La proximité n’a jamais été aussi complaisante et généreuse: être chez soi et disposer de toute la merde du monde empilée dans son smartphone. Toutes les conneries qui passaient inaperçues autrefois sont à la une aujourd’hui. Vous pourrez suivre une bastonnade, un lynchage ou une exécution sans vous déplacer ; plus on vous en envoie, plus vous en voulez. L’abonnement est forfaitaire et illimité.
Notre société n’est pas dans ses meilleurs états et ne peut prétendre être meilleure que d’autres ; elle sombre dans ses vices. A vrai dire, la société n’a pas changé, c’est nous qui changeons et espérons toujours la voir comme nous voulons, mais à travers nos comportements erratiques. Chouf ! une injonction expéditive et sans détour qui fait de vous un réceptacle des immondices, un caniveau où des vidéos coulent à flots. Bref, regardez, puis parlez sans réfléchir. Ça n’a jamais dérangé personne que les gens se bagarrent ou s’entretuent, mais dès que ce nouvel intermédiaire nous balance des vidéos en pleine figure, tout le monde est scandalisé et horrifié. Les gens sont tellement fragiles qu’ils sont prêts à consommer et à partager l’horreur à distance. Ils croient pouvoir absorber les craintes des gens avec leurs récits qui frôlent l’amateurisme et jettent la consternation, mais en réalité ils ne font que les amplifier à tel point qu’il suffit que vous croisiez n’importe qui pour qu’il s’empresse de vous soûler avec… Des fois, vous avez l’impression que ces gens anticipent l’événement et sont présents sur les lieux avant même que le drame ait lieu. C’est de cette manière-là qu’on nous instrumentalise pour précipiter notre sentiment d’urgence et nous enfoncer dans la détresse. Les faits divers et les chiens écrasés se relayent pour couronner notre quotidien. Avec Chouf tv, nous avons l’impression que notre vie ressemble à un visage tailladé et lacéré et que tout le monde est sympa et irréprochable mais qu’il peut à tout moment péter un plomb et vous en faire voir de toutes les couleurs, sauf que c’est toujours la faute de quelqu’un d’autre.
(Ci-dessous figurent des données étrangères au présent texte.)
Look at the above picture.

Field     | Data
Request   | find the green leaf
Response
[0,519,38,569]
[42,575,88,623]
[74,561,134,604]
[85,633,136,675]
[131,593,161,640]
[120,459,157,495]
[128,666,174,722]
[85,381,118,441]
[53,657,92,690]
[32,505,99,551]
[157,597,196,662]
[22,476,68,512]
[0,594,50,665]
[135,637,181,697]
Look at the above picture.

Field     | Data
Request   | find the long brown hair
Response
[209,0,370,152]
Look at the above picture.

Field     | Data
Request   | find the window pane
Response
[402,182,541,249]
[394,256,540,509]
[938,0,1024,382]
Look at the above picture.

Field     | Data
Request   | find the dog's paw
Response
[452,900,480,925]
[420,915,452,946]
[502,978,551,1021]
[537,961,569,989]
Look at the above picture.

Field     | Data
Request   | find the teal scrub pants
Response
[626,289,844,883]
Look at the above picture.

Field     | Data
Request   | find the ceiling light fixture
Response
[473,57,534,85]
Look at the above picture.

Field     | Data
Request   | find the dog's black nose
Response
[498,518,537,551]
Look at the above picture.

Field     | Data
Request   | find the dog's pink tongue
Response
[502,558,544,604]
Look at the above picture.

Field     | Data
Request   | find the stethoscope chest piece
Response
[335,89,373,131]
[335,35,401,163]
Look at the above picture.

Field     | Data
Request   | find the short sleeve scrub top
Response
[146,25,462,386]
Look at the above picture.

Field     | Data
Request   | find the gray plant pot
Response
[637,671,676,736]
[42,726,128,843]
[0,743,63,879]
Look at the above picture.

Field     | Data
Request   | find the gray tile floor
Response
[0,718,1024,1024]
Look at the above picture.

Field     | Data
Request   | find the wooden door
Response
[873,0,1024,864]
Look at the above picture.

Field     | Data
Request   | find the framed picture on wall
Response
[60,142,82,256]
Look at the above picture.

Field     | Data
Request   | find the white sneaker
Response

Cet engouement pour la crasse et la misère du monde, c’est un peu notre point faible ou plutôt notre face sombre et cachée qui s’extasie devant la contemplation morbide et virale de notre vie et de celle de nos congénères. Le jour où il pleuvra à seaux, que le ciel s’ouvrira pour provoquer un véritable déluge comme il n’y en a jamais eu et que la foudre et le tonnerre pestent pour déclencher des raz de marée, demandez à Chouf tv de couvrir l’événement, et partant d’invoquer Dieu, ou même Zeus si ça lui chante, pour apaiser la nature, sans chercher à pervertir votre nature humaine.
Chouf tv, c’est un peu comme ces bêtes qui aiment s’épanouir dans les milieux malsains ; plus elles y pataugent, plus elles s’y plaisent. Quand il y a une affaire, ils la prennent par la queue, mais pas par la tête. Ils donnent la parole aux laissés pour compte pour qu’ils règlent leurs comptes avec la société en gerbant leur haine et leur dégoût. La souffrance et la misère sont inépuisables et ils continueront à les fructifier comme pour se blinder et s’immuniser. La matière fraîche ne manquera jamais … Des fois, on a l’impression que tout le monde est potentiellement éligible à la dérive et que tôt ou tard nous ferons la une de Chouf tv. Avec Chouf tv, c’est la chanson du ricochet : donnez la parole à un âne, il vous fera des pets, adressez-vous à un renard, il cachera sa queue. Moralité, accommodez-vous, le pays est large et n’oubliez pas d’aiguiser vos gueules pour qu’elles soient bien ferrées ; votre tour viendra.